More generally, most arguments in favor of option A appeal to logic that just doesn't work here. (This isn't a high school physics class and you can't just parrot some rule and assume it applies to every scenario, real or fictional, without thinking.) If two portals connect two points in space and make them one, then this moving-portal scenario has a single point in space moving at two speeds simultaneously, and the implications are pretty wacky. On one hand, the cube is initially stationary with respect to the blue portal. On the other hand, it's initially moving with respect to the orange portal, and the orange portal occupies the same space as the blue portal, so the cube is initially moving with respect to the blue portal. Which fact do we trust? Since the cube is going through the portal system, we have to measure things through the portals and not across the room.

If you don't trust any of this, or if I've lost you completely, there are some other ways of looking at this problem. Imagine that you're looking straight into the blue portal as the orange portal falls on the cube. Remember that the portal is like a window. What do you see? Obviously, you should see the cube (and the platform on which it rests) rapidly approaching from the other side of this window. When the plate with the orange portal slams into the cube's platform, what you see is the platform coming abruptly to a stop as it reaches the window. Which solution you choose now depends on whether you think this cube was actually coming at you from the other side of the window. If it was, the cube fits through the portal window and should keep going, since it's not glued to the platform and there's no force to slow it down. Therefore, choice B should be correct. If you think the motion you saw was an illusion, you should pick A.

But that motion really can't be an illusion if the cube does ultimately emerge from the blue portal, and this brings me to my next point. The following argument is probably simpler and more elegant than anything above, so if you're not convinced, you will be. Consider the fact that the cube is not being teleported instantaneously from the front of one portal to the front of the other. It enters the orange portal and emerges from the blue portal, and it must do so gradually — that is, one "layer" at a time, but not necessarily slowly. For some amount of time, however brief, the cube will be partially on the orange side and partially on the blue side. When the cube comes out of the blue portal, the top of the cube comes out first, and then the middle, and then the bottom. Super obvious, right?

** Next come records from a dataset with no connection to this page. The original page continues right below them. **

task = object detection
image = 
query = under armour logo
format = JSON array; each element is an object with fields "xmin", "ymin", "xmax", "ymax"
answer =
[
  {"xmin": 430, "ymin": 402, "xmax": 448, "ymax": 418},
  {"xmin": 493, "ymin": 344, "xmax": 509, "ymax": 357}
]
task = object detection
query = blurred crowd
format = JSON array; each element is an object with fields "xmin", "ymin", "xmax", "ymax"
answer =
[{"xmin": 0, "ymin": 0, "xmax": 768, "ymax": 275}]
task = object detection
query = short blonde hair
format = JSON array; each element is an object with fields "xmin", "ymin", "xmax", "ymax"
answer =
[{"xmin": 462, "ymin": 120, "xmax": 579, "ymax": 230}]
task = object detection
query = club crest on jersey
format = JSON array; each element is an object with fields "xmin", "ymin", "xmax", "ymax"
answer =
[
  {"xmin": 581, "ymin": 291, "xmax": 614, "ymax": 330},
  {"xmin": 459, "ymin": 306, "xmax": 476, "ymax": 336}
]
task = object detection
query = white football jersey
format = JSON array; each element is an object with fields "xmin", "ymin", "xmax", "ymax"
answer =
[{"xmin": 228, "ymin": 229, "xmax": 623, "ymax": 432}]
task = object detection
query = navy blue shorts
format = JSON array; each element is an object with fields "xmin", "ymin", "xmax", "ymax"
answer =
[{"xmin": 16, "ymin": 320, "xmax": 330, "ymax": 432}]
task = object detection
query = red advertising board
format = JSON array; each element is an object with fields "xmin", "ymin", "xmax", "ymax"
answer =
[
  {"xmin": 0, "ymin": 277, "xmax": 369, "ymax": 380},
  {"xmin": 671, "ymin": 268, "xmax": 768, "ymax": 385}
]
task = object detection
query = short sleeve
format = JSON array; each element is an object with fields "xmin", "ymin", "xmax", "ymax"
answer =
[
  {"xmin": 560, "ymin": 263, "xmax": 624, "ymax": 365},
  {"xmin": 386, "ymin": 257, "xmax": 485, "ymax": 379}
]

Well, this means the cube must be moving, with respect to the blue portal, as it emerges. (This is a fact which is not up for debate because we know that it does, in fact, emerge.) More specifically, at this time, the cube is emerging from the blue portal at the same relative speed with which it entered the orange portal. That is, the cube is moving with respect to the blue portal at the very same speed at which the orange portal moves with respect to the cube. In other words, the cube must emerge from the blue portal at exactly the orange portal's falling speed. Consider the implications. If it's moving as it emerges from the blue portal, what could possibly cause it to stop once it has completely emerged? Unless some force acts on it, the cube should continue at the same speed. Therefore, choice B should be correct.

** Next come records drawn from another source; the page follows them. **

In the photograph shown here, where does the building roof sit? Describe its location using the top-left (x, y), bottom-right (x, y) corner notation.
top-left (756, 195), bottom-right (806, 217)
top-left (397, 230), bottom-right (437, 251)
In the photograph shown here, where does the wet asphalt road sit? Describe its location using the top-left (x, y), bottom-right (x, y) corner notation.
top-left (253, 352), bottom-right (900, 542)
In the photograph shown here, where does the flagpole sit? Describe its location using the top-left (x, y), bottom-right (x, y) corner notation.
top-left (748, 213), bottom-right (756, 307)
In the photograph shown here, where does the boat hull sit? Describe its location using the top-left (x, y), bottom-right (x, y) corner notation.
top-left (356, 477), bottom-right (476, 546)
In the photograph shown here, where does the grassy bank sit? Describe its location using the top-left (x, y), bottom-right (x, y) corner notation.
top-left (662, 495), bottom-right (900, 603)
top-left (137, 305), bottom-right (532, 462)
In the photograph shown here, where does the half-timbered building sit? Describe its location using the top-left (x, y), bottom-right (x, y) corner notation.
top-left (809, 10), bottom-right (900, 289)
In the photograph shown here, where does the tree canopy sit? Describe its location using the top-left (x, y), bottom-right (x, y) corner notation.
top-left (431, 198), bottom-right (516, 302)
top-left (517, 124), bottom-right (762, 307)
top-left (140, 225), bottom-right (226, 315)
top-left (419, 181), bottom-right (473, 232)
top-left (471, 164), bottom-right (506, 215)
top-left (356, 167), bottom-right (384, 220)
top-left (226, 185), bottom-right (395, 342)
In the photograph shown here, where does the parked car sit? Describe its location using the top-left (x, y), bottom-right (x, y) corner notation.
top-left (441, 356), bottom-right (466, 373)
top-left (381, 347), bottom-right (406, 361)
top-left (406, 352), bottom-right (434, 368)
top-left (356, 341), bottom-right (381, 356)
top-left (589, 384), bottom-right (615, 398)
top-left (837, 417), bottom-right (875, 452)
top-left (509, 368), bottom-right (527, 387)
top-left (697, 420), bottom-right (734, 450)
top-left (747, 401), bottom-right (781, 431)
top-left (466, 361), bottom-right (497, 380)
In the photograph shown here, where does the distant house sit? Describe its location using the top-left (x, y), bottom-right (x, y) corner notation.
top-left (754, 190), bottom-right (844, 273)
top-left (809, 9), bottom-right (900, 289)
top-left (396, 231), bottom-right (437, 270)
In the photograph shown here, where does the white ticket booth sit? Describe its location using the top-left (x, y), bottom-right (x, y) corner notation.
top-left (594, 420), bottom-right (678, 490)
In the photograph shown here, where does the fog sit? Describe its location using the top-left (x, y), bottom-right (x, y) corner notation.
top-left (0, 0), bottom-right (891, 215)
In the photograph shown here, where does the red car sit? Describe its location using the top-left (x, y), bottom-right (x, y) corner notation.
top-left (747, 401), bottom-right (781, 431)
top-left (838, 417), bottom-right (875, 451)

From this perspective, things get weird when you consider what would happen if the orange portal falls just far enough that half of the cube has passed through, and then abruptly stops. Then, relative to its surroundings, half of the cube is still stationary on the orange side (no momentum) while the half of the cube on the blue side must have some momentum because it was just moving out of the blue portal. I suppose that, depending on the strength of the cube, it might either emerge at half the expected speed or simply break in half. But I won't get into that. The scenario in question has been explained; by the time the orange portal slams into the platform and stops moving, the cube should have already passed completely through the portal, and a healthy dose of logical thinking will tell us that it should keep moving... that is, until gravity brings it back down to the floor.